Despite changes in bladder tPO2 with haemorrhage, the current pig model was highly resistant to biochemical change; arterial lactate and base excess remained unaltered, even after removal of 40 % estimated circulating blood volume over 160 min. As pigs have the capacity to auto-transfuse from their splenic vascular bed [35], this may account for their tolerance to major blood loss.

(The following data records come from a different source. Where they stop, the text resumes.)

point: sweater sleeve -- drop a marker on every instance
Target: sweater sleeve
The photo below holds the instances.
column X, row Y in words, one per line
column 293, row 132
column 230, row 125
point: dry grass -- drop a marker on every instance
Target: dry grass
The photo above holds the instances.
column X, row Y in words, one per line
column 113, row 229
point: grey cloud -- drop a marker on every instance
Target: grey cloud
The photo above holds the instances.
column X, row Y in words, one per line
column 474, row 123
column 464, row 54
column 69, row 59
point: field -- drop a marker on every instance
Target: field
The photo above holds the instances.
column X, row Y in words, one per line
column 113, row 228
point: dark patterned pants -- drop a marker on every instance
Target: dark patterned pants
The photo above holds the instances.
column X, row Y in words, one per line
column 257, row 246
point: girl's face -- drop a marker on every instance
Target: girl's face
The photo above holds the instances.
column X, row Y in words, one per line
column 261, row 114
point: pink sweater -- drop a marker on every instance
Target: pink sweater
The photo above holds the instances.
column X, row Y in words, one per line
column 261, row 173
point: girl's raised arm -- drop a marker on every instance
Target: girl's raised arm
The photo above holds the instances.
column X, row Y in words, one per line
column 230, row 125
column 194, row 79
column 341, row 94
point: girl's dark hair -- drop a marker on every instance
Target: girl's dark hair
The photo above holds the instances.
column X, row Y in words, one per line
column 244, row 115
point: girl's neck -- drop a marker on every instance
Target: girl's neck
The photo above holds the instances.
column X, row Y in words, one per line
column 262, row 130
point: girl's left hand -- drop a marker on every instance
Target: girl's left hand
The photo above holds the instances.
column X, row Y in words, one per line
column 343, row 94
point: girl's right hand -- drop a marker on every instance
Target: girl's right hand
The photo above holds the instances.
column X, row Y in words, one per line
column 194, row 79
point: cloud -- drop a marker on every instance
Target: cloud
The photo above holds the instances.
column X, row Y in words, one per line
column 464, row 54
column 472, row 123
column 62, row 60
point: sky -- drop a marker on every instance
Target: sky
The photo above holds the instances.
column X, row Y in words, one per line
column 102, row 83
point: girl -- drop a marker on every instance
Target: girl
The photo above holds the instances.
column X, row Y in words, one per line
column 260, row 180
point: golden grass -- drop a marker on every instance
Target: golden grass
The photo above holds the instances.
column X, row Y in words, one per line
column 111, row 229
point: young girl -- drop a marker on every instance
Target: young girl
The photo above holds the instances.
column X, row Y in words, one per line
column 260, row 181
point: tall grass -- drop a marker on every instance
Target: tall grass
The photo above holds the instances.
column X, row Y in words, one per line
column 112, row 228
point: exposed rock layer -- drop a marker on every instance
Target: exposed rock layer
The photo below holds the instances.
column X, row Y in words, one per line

Though not the intended purpose of this study, we noted several interesting physiological observations that warrant description. Discussion of these observations is provided in Supplementary Text 1.

Summary and conclusion

Measurement of bladder tPO2 and the dynamic response to an oxygen challenge provide useful indicators of organ hypoxia and perfusion status and are more sensitive than arterial base excess and lactate. This technique could be gainfully utilized for early detection and prompt intervention in clinical conditions where compromised tissue vitality leads to organ dysfunction and failure. This is especially pertinent as current monitoring techniques and biochemical markers of organ perfusion are generally global, non-specific and comparatively insensitive. Clearly, any monitor of organ perfusion cannot precisely reflect every organ system but should act as a reliable surrogate for detecting changes in deeper, vital organs. Our results in this large animal model show greater sensitivity in comparison to traditional markers and provide encouragement to proceed to clinical testing.